As lead fantasy analyst Nathan Jahnke noted in his post-game takeaways, Herbert played 100% of running back snaps with the first-team offense while Foreman and Johnson spent time working with the backups. Most notable, perhaps, was Johnson’s usage, playing deep into the fourth quarter. Herbert punctuated the team’s second drive by taking a screen pass from Justin Fields 56 yards to the house. Boom. 

Herbert has two years remaining on his rookie contract, and it stands to reason he’s earned the starting role in one of the league’s most productive and efficient rushing offenses. Dating back through college, Herbert has just 764 total touches to his name, coming into his third season with fresh legs and significant opportunity ahead. 

RB Zamir White, Las Vegas Raiders

White has benefitted tremendously from Josh Jacobs‘ absence this offseason, seeing the bulk of first-team reps through training camp amidst a contract dispute. In Week 1’s preseason game, White clearly solidified himself as the RB2 in the offense, playing 20-of-23 snaps with the team’s starters while totaling 13 carries for 43 yards and a score. Though generally inefficient with 3.3 yards per attempt, the work he received with the starters indicated that he’s the clearcut handcuff to Jacobs that’s worth a stash in dynasty leagues.

Veteran Ameer Abdullah played in third-down situations, which is unsurprising considering White’s history, as he totaled just 17 receptions dating back to his freshman year at Georgia. Regardless, White’s usage clearly indicated he’d be favored for early-down work, and his 4.40 speed gives him some upside for fantasy managers to enjoy should he see playing time during a Jacobs holdout. Consider him a valuable handcuff with minimal competition behind him between Abdullah, Brandon Bolden, and Damien Williams, who was signed to the roster just days ahead of the Week 1 preseason matchup.

WR Diontae Johnson, Pittsburgh Steelers

While all eyes are on Steelers WR George Pickens for the highlight-reel circus catches, Johnson is gently nudging dynasty managers with some, “don’t forget me” grabs as well. Despite running one fewer route than both Pickens and Allen Robinson II on the team’s lone starting drive, Johnson saw three of Pickett’s seven targets with the first-team offense. 

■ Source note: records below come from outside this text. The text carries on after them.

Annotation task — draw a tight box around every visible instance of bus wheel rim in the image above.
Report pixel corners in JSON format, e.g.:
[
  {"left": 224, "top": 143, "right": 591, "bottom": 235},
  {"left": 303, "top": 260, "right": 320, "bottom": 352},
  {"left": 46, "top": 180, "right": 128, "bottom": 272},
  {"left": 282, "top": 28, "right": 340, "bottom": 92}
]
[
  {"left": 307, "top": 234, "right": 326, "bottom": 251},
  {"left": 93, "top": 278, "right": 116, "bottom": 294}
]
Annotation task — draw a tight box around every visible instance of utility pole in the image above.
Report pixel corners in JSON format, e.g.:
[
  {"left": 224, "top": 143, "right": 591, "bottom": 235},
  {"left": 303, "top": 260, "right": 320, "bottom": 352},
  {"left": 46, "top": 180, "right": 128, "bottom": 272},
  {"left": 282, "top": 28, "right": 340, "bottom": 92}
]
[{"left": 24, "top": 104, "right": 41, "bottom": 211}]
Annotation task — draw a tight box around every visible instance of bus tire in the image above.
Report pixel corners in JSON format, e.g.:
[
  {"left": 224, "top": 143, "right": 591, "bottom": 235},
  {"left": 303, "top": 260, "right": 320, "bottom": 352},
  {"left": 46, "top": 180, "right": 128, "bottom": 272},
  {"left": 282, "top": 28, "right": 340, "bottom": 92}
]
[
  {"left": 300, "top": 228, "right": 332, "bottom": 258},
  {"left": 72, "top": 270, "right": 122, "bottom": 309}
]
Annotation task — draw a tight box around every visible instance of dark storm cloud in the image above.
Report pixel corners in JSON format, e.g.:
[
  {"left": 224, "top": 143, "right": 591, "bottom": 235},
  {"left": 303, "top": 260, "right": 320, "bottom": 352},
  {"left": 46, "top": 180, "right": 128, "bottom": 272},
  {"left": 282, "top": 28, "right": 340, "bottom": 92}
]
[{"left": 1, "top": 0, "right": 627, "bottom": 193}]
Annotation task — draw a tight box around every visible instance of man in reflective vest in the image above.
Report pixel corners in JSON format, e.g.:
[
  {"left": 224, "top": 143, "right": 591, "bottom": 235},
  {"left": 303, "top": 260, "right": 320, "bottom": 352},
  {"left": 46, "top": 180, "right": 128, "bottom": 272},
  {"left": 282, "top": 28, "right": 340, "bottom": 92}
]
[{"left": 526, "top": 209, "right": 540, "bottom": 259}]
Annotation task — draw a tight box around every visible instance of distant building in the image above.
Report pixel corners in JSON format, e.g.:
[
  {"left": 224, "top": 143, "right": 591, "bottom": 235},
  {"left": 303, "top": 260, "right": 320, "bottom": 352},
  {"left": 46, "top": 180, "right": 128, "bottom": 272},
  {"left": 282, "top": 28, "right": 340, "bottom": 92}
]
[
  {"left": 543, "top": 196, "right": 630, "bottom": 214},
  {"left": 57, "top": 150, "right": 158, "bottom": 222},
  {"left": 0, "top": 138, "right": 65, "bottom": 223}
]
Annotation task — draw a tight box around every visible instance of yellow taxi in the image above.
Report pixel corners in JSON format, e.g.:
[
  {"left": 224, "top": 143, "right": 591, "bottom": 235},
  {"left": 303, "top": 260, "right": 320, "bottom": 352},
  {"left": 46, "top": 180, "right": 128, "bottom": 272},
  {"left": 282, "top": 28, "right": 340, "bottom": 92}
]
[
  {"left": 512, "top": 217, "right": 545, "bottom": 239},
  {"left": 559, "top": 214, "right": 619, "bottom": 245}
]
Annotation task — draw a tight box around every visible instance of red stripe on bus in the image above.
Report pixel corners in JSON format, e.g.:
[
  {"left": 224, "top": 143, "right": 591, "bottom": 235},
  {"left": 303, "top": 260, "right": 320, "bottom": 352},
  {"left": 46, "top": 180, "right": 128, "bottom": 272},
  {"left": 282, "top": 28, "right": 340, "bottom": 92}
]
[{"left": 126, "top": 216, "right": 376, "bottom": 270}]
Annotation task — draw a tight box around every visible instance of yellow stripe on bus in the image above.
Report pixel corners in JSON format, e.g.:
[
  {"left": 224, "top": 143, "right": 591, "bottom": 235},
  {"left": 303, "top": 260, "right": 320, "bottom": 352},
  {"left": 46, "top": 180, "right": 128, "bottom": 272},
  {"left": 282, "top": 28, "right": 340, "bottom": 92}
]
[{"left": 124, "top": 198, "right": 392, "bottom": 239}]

Over the last three seasons, Johnson ranks fifth among wide receivers with a 24.8% team target share, sixth in receptions (281) and is tied with Chris Godwin for the 15th most receiving yards in that span. Where Johnson really struggled in 2022 was in the touchdown department — but to be fair, all Steelers receivers did. There wasn’t a single team in the league to throw for fewer touchdowns than Pittsburgh. However, Johnson led the team in both red zone and end zone targets on the season, he is due for everyone’s favorite phrase — “positive regression”. 

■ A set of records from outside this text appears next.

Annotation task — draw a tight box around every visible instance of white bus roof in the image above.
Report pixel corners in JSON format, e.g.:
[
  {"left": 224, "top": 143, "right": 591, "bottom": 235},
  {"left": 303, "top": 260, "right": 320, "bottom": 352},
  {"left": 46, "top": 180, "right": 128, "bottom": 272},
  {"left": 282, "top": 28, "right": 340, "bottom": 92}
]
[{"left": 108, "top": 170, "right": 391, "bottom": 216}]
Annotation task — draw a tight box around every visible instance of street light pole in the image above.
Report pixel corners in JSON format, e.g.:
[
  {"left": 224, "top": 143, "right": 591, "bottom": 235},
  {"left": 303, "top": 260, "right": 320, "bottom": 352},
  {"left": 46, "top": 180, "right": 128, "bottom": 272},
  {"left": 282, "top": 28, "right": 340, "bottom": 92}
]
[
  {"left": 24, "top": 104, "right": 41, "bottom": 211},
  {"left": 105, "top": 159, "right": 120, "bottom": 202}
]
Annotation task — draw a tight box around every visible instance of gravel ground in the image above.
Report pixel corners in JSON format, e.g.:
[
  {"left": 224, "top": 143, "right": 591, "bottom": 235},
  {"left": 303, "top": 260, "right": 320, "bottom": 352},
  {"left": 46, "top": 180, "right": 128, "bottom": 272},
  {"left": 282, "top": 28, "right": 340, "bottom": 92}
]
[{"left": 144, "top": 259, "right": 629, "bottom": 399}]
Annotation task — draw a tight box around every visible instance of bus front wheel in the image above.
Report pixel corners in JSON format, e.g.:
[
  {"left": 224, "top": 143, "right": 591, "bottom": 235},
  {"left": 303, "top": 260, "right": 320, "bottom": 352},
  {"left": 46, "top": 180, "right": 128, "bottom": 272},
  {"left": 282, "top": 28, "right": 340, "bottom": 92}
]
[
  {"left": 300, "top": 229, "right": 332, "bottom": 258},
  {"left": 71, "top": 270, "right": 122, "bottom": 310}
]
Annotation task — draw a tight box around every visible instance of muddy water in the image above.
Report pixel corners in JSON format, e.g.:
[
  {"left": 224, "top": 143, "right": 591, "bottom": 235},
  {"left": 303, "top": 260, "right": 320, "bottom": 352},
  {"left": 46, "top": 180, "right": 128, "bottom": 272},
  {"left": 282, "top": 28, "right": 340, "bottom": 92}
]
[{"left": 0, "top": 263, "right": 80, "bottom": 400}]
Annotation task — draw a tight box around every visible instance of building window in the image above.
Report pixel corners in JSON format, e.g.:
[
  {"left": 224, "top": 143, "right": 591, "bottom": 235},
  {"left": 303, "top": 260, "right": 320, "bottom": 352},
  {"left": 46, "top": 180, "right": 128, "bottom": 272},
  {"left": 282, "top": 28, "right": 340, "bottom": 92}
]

Johnson’s entering his age-27 season with a lot left in the tank, finesse as a route runner and consistency as a target hog. Don’t sleep on Johnson’s skillset because of the highlights Pickens has to offer, especially when Johnson has been a consistent chain mover for this Steelers' offense. 

TE Jake Ferguson, Dallas Cowboys

Ferguson stepped into a huge opportunity this offseason with Dalton Schultz‘s departure in free agency. He kicked off his career with a 19/174/2 line as a rookie, as his 75.2 receiving grade ranked 10th among tight ends with 20 or more targets. He also posted 1.66 yards per route run (ninth) and 6.4 yards after the catch per reception (13th). Now, with Week 1 of the preseason in the books, he’s starting to show that efficiency as a rookie translates in his second NFL season.

Though the tight end room feels a bit crowded with Peyton Hendershot and second-round rookie Luke Schoonmaker, Ferguson saw heavy usage as a receiver to start the game. He played 13-of-17 snaps with the first-team offense (nine of those being routes run) to Hendershot’s six snaps played and four routes run, catching all three of his targets for 38 receiving yards. Ferguson is just 24 years old and already showing upside as a receiver. Pair him with Dak Prescott, who’s thrown just under eight pass attempts to the tight end position per game over the last three seasons, and we have ourselves a budding dynasty sleeper.